3. On the strength of the policy decision taken on December 31, 1958 the appellant was eligible to be absorbed as traffic inspector like his confreres but was not. Moreover, he had actually worked as Assistant Yard Master for some time. In the circumstances, he was entitled to be taken into the cadre of traffic inspector. We cannot put the clock back for all purposes and treat him as having been notionally appointed as traffic inspector with effect from January 1, 1959. All that we can do, in conformity with his right and in the justice of the case, is to direct the respondent to appoint him as a traffic inspector from the date on which he came to the High Court with his writ petition viz. December 20, 1967. Those who were promoted earlier might be adversely affected if we direct the appellant's appointment as traffic inspector with effect from an earlier date. We desist from doing so. However, we categorically direct that the railway administration shall appoint the appellant as traffic inspector with effect from December 20, 1967.

4. The next question that arises is regarding his fitment for the purpose of salary. Undoubtedly, he would have been a traffic inspector much earlier had the Railway not committed the mistake which it discovered subsequently. It is, therefore, reasonable that the appellant should be fitted into the scale of pay at a point where full notional seniority which he would have been entitled to, had the right thing been done at the right time, is recognised. Plainly put, he will be drawing a salary on December 20, 1967 on the basis of a notional appointment as traffic inspector as on January 1, 1959. This will govern the salary part of his service from December 20, 1967.

5. Yet another point that arises is as to what is to happen regarding his arrears of salary from December 20, 1967 and for the post-writ petition period. We make it clear that while seniority is being notionally extended to him from January 1, 1959, the appellant will not be entitled to any salary qua traffic inspector prior to December 20, 1967. However, he will be entitled to salary on the terms indicated above from December 20, 1967 as traffic inspector; that is to say, he will be eligible to draw the difference between what he has drawn and what he will be entitled to on the basis we have earlier indicated in this judgment.
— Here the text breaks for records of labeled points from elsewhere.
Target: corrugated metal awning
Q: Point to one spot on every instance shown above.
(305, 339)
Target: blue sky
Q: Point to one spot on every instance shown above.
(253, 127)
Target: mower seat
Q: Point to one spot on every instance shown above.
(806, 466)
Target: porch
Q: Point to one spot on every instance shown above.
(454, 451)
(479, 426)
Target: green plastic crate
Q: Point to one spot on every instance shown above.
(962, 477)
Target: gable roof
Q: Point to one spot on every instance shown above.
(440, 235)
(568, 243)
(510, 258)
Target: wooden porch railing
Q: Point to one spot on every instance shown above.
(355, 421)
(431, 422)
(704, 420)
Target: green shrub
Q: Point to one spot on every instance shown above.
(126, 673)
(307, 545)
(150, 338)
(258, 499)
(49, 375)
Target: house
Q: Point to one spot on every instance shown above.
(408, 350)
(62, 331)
6. The appellant has a future and hopefully looks forward for promotion. It is, in our view, right and reasonable that for purposes of promotion, seniority will be reckoned from December 20, 1967 but for qualifying period, if there is such a condition for promotion, his notional service from January 1, 1959 will be considered. Of course, we need hardly say that this order will not affect adversely the seniority of those who have been appointed as traffic inspectors prior to December 20, 1967. In the situation arising in the case, the respondent will pay the costs of the appellant in this Court. The appeal is allowed on the above lines.